The Rittenhouse Review

A Philadelphia Journal of Politics, Finance, Ethics, and Culture


Monday, March 17, 2003  

JUST THE USUAL OLD GEEZER PEACENIKS, POST REPORTS
Peter, Paul, and Mary? They're, Like, So Over!

"Ain't nobody over there at that anti-war protest except the usual old geezer peaceniks!"

That's the message from today's Washington Post, the mouthpiece of the Bush administration, as found in "On the Mall, Songs of Old Carry Current Plea for Peace: Familiar Faces Protest Potential Action in Iraq," by Ian Shapira:

Surrounded by about 400 peace activists who carried lighted candles and posters urging "Mr. President, Please Change Your Mind," guitarist Noel Paul Stookey of the folk trio Peter, Paul and Mary mused that folk songs are always apt for political demonstrations….

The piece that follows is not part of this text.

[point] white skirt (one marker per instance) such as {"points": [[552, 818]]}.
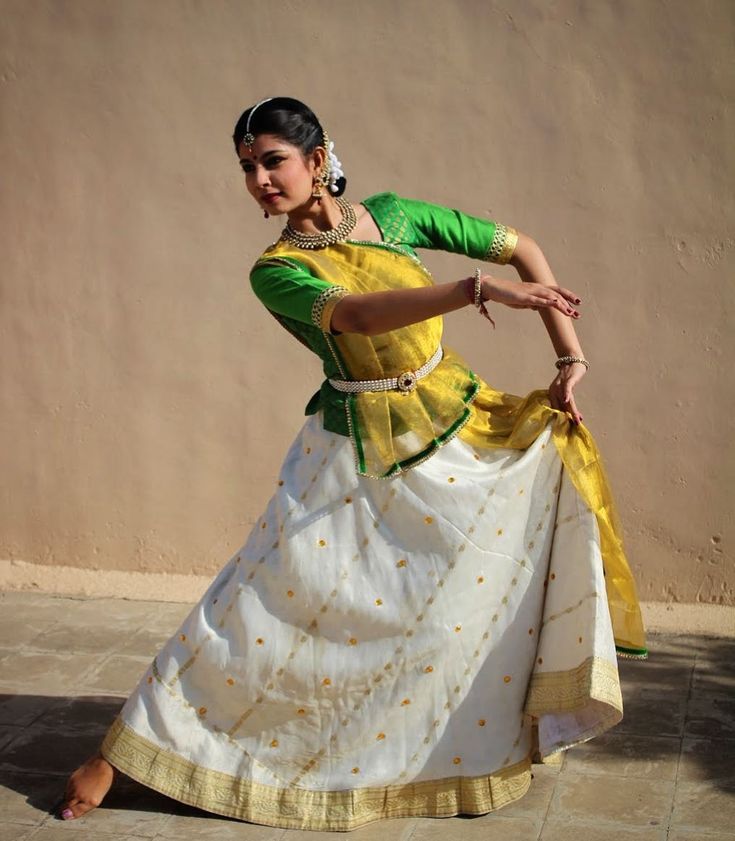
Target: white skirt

Stookey and fellow trio members Peter Yarrow and Mary Travers serenaded fans old and new at the vigil below the steps of the Lincoln Memorial. Organized by Win Without War, a District-based nonprofit group led by former Maine congressman Tom Andrews (D), the vigil was one of 6,000 that were scheduled in 136 countries at 7 p.m. in their respective time zones.

I see. Around the world thousands of people -- ordinary citizens: your family, friends, and neighbors -- gather to express their opposition to a war on Iraq, but what does the Washington Post find in its own backyard?

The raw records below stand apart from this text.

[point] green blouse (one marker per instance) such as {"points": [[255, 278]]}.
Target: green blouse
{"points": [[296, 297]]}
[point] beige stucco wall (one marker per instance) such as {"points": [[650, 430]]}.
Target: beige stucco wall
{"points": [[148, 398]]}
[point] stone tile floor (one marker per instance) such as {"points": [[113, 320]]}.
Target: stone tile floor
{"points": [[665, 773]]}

"Peace activists" and Peter, Paul, and Mary.

Hardy-har-har. Get it? Oh, please, Peter, Paul, and Mary? They are, like, so over! This motley trio has been protesting everything that's come out of Washington since the Vietnam War. There's just no pleasing them! What do you expect? They're the heart and soul of the hard anti-American left! They hate their own country! Liberals have no new ideas!

I would expect to read a piece like this in a little right-wing flyer like Human Events or the Weekly Standard, and I wouldn't be surprised to see the group's appearance mentioned at National Review's "The Corner" today, made the centerpiece of some snide and sneering missive from the likes of Jonah Goldberg.

But the Post? How sad. How pathetic. And how utterly typical.